Book Review: Complex PTSD: From Surviving to Thriving: A Guide and Map for Recovering from Childhood Trauma
By: “Dee”
I think this book is shit. He keeps referring to his narcissistic parents. I wish he wrote less from his personal experience but more generally about Complex PTSD – because that’s what I expected from the title of the book. The title of the book isn’t Complex PTSD from Shitty Parents.
So I kinda flipped through it, reading sections here and there, going backwards and forwards. I thought it’s ok, but it’s not for me, because it wasn’t my parents who did “It” to me.
But this past month, I had some issues with a friendship which I think reflects a pattern of problems I think I have with people in general. (There’s a lot of “I think” because I struggle with identifying how I really feel and what that means and I’m never really sure. I think.) When I get too close to someone, shit happens. So in this instance, I packed up my bag. I went home. I cried. I googled.
Then I remember that shit book I read and decided to see if it says anything about being an angry bitch to all your friends.

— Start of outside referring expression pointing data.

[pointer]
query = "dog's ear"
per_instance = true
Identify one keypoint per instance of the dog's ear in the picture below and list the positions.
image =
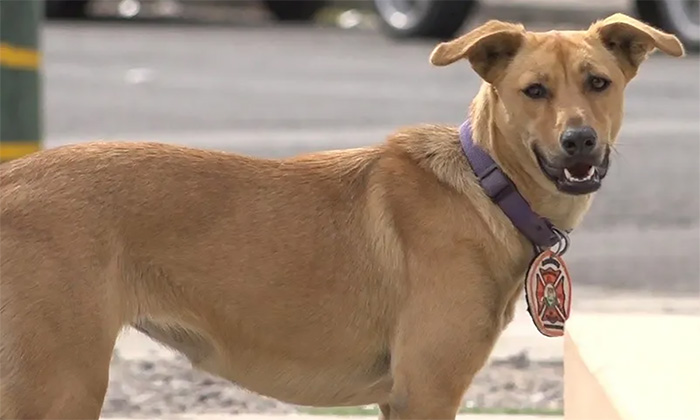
(488, 48)
(631, 41)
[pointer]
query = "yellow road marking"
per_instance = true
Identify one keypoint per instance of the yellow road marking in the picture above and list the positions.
(18, 57)
(16, 149)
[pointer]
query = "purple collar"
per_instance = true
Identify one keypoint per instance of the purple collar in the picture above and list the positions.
(503, 192)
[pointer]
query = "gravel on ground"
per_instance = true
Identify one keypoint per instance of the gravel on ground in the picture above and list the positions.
(153, 387)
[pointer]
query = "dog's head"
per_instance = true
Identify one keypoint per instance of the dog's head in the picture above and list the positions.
(559, 92)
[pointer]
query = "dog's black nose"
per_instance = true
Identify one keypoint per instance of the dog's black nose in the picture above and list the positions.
(578, 141)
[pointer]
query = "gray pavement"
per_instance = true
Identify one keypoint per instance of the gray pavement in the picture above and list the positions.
(281, 90)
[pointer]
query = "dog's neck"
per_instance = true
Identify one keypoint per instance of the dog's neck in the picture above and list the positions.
(564, 210)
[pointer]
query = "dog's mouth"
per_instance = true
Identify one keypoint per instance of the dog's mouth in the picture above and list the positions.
(576, 176)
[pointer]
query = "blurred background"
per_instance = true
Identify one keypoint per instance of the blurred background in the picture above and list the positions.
(276, 78)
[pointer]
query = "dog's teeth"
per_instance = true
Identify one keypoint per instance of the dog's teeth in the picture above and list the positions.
(587, 177)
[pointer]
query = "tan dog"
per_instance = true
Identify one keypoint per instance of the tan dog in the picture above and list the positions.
(374, 275)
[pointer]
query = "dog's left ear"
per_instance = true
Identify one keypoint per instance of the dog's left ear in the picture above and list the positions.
(631, 40)
(488, 48)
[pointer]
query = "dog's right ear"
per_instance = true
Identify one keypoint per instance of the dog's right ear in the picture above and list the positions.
(488, 48)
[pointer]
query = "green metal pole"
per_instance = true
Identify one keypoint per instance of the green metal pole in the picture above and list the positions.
(20, 78)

I read Chapters 9 and 10 about your Inner Critic and Outer Critic. I had to pause multiple times to breathe and rummage for tissue to wipe my eyes. In between paragraphs and sections, I watched episodes of Kim’s Convenience to “get out of it”. Maybe I also just stared at a wall and cried. Because I realised those two chapters just explained my entire adult life and all the relationships I’ve ever had. I was devastatingly relieved – if that’s a thing.
I was devastated because it’s such a thing that there are two book chapters on it. I was relieved because that means I’m not the only person who has ruined so many of my relationships by being a critical bitch. I was very sad because that book is telling me I’m that person I really don’t want to be.
So yeah. That book is shit. But who knows, you just might find yourself in there. And you too might feel ready to tackle your critic.